For his third feature, “Newborn,” the writer-director Nate Parker leans into the psychological thriller form to tell the story of Chris Newborn (David Oyelowo). When Chris makes a fateful decision to protect his brother, Keith (Jimmie Fails), who fled the scene of a car crash, his rash resolve takes him away from his fiancée, Tara (Olivia Washington), a nurse, and, unbeknown to either, their unborn child. This tango between love and allegiance would have been more than enough to fuel the melodrama “Newborn” starts out with, but Parker has set his sights on a larger issue: the psychic repercussions of solitary confinement.
On the cusp of his release from prison, Chris is unjustly convicted of another crime and is sent to solitary. He’s in isolation for seven years before he gains his freedom. He finally returns to Tara and meets his son, Jake (Aiden Stoxx), who experiences seizures and does not speak. As much as Chris wants to be present, it’s a lot. His re-entry to society is fragile. His moods fluctuate. No wonder the director endowed him with an overly emblematic surname. (It’s the first of many symbolic choices Parker makes, the most striking being an image of Chris trying to find a comfortable sleeping position in a grave.)
After Chris, working as a general contractor, rages at an attorney pressing him to sue corrections officials, Tara suggests they get away from their Queens apartment.

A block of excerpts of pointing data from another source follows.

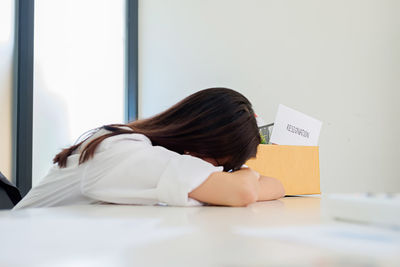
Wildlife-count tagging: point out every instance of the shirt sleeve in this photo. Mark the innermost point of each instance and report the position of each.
(135, 172)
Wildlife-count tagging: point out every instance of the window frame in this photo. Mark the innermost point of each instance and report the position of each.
(23, 89)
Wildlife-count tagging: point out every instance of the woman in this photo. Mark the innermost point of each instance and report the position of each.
(190, 154)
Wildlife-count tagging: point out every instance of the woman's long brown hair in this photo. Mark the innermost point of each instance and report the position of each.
(212, 123)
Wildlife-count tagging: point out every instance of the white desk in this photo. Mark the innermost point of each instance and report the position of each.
(287, 232)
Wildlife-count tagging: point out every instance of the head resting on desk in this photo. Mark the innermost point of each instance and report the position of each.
(215, 124)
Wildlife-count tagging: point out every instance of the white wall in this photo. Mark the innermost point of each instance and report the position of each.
(338, 61)
(6, 82)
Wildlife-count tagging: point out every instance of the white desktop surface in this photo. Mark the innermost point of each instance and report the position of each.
(288, 232)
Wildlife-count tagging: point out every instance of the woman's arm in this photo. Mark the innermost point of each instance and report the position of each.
(239, 188)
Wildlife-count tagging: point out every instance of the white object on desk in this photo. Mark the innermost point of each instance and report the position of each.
(371, 208)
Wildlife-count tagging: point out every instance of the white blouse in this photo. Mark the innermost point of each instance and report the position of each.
(125, 169)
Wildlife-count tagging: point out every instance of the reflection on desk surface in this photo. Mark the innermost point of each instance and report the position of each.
(285, 232)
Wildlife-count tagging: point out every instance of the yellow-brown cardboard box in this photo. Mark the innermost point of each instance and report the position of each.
(297, 167)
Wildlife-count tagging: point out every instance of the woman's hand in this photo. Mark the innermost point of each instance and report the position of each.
(239, 188)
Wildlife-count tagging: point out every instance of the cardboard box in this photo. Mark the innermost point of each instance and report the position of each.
(297, 167)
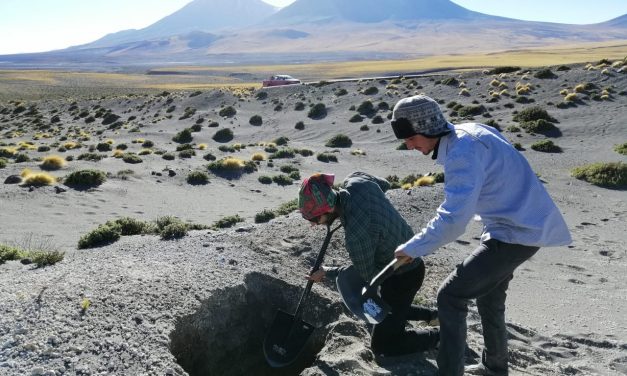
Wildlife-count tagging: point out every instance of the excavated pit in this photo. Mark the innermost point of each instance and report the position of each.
(225, 336)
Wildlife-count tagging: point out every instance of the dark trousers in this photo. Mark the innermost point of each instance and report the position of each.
(390, 336)
(485, 276)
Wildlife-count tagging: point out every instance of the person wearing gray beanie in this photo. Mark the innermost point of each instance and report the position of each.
(485, 178)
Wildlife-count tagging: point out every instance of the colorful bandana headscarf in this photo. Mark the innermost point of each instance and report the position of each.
(316, 196)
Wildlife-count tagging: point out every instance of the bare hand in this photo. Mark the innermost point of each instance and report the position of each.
(316, 276)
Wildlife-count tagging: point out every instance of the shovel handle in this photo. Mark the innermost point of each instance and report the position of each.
(384, 274)
(316, 266)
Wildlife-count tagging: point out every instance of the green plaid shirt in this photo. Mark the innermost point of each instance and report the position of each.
(372, 226)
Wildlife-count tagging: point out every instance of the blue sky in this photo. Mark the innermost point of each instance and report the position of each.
(43, 25)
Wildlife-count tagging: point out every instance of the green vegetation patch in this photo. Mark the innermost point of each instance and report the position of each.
(317, 111)
(532, 114)
(85, 178)
(197, 178)
(339, 141)
(223, 135)
(228, 111)
(505, 69)
(609, 175)
(546, 146)
(226, 222)
(620, 149)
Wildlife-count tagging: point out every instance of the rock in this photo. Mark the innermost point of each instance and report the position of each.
(13, 179)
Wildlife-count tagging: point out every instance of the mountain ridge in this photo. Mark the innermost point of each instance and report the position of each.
(251, 31)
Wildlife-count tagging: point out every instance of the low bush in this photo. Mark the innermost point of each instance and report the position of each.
(356, 118)
(188, 153)
(532, 114)
(102, 235)
(466, 111)
(283, 153)
(131, 158)
(621, 149)
(38, 179)
(223, 135)
(264, 216)
(339, 141)
(197, 178)
(227, 222)
(505, 69)
(258, 157)
(318, 111)
(9, 253)
(231, 167)
(281, 141)
(228, 111)
(85, 178)
(175, 230)
(103, 146)
(609, 175)
(546, 146)
(129, 226)
(264, 179)
(366, 108)
(282, 180)
(94, 157)
(255, 120)
(545, 74)
(540, 126)
(184, 136)
(326, 157)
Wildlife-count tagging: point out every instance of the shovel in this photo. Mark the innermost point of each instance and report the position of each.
(288, 333)
(362, 298)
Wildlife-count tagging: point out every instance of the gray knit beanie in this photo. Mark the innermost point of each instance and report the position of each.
(418, 115)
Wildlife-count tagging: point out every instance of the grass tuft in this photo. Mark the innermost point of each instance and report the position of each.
(609, 175)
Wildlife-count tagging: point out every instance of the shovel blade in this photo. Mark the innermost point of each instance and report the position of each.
(375, 309)
(286, 339)
(371, 308)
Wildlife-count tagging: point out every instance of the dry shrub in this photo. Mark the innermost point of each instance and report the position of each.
(258, 157)
(424, 181)
(39, 179)
(571, 97)
(232, 163)
(71, 145)
(52, 162)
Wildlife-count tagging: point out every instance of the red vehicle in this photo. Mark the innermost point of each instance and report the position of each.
(280, 79)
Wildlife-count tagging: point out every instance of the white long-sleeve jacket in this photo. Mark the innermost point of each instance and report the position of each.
(486, 177)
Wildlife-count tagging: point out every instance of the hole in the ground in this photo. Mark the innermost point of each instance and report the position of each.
(225, 336)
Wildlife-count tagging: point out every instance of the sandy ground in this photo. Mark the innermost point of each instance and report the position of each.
(151, 298)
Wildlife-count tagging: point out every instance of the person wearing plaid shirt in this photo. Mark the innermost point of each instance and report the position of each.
(373, 229)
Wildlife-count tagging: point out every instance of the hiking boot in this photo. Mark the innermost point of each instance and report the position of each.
(481, 369)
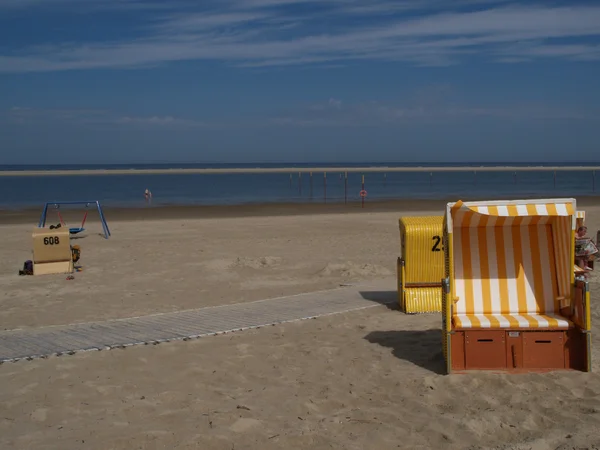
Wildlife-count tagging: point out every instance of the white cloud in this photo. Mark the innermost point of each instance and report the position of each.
(28, 115)
(262, 33)
(336, 113)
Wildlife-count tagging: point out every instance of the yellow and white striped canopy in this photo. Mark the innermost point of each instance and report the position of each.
(507, 213)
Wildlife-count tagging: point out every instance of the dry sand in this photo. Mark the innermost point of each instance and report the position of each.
(368, 379)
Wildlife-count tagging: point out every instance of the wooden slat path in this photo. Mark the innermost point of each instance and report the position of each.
(182, 325)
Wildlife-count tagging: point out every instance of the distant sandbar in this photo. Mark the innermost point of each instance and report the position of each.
(250, 170)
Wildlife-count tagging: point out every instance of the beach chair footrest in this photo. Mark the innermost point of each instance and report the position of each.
(518, 350)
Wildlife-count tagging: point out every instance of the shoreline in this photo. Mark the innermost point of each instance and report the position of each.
(249, 170)
(173, 212)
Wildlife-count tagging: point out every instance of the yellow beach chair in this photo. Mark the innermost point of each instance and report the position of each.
(511, 301)
(420, 267)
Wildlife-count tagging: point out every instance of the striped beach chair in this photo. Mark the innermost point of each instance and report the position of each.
(511, 300)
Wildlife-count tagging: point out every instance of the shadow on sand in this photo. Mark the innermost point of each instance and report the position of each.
(420, 347)
(387, 298)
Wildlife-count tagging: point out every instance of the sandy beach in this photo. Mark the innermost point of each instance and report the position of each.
(365, 379)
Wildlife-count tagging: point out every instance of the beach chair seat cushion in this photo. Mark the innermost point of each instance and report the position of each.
(552, 321)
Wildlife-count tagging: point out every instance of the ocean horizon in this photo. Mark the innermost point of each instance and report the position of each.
(125, 190)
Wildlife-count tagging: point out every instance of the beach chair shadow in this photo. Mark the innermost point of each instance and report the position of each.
(420, 347)
(387, 298)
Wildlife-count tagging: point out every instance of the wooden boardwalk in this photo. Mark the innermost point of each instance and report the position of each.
(183, 325)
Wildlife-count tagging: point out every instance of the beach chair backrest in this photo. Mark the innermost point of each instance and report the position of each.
(511, 257)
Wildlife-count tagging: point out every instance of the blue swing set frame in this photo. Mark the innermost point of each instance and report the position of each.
(56, 205)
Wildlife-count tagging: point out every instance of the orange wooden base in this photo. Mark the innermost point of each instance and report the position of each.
(518, 350)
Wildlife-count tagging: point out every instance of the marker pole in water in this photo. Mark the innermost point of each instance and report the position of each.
(363, 189)
(345, 188)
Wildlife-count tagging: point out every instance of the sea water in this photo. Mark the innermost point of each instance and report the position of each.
(219, 189)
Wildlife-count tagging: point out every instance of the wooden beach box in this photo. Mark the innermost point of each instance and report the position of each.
(420, 267)
(51, 251)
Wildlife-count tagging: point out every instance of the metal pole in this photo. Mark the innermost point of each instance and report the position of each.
(345, 187)
(362, 196)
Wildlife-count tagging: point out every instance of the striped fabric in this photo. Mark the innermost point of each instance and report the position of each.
(511, 321)
(511, 263)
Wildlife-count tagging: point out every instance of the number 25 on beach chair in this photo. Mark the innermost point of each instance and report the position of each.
(510, 300)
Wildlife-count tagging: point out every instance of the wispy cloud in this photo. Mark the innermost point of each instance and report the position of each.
(20, 115)
(261, 33)
(337, 113)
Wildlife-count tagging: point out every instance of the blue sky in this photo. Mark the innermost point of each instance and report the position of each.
(88, 81)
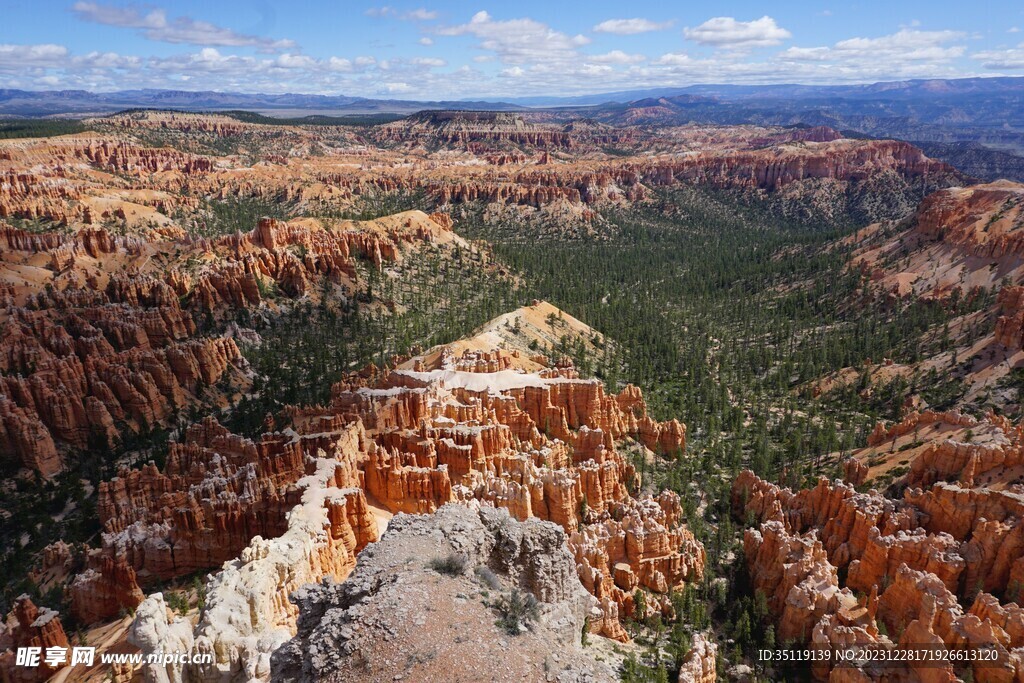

A friend has arranged a few weeks for them at a resort upstate that is closed for construction. A sympathetic if increasingly stressed father, a loving mother and a sensitive child: What could possibly go wrong?
Once the family settles in at the upscale resort — with only the occasional visit from Hersh, a seemingly helpful security guard played by Barry Pepper — Chris’s brittleness increases. When Keith shows up strung out, he amplifies Chris’s sense that no one is to be trusted.
If “The Shining” was nudged by the supernatural, Parker injects into this riff on that classic questions about the earned paranoia wrought by racism and the costs of an institutionally sanctioned act of violence that shatters mental health.
Parker has made two other films: “The Birth of a Nation” (about Nat Turner’s 1831 rebellion) and “American Skin” (about a veteran who stages a trial for the police officer who fatally shot his teenage son). If the sample size seems small, it may be because of ongoing discomfort with the filmmaker, who was accused and ultimately acquitted in the rape of a fellow student in 1999. The fallout appears to have affected both his acting and directing career.
Parker the writer has tended to overload his screenplays with messages. He does some of that here, as well. Parker the director, however, is gifted with crews and capable actors and that shows, too. The members of his ensemble — especially Oyelowo — find ways to keep us guessing, and caring, to the end.
Newborn Rated R for some violent content/bloody images. Running time: 1 hour 42 minutes. In theaters.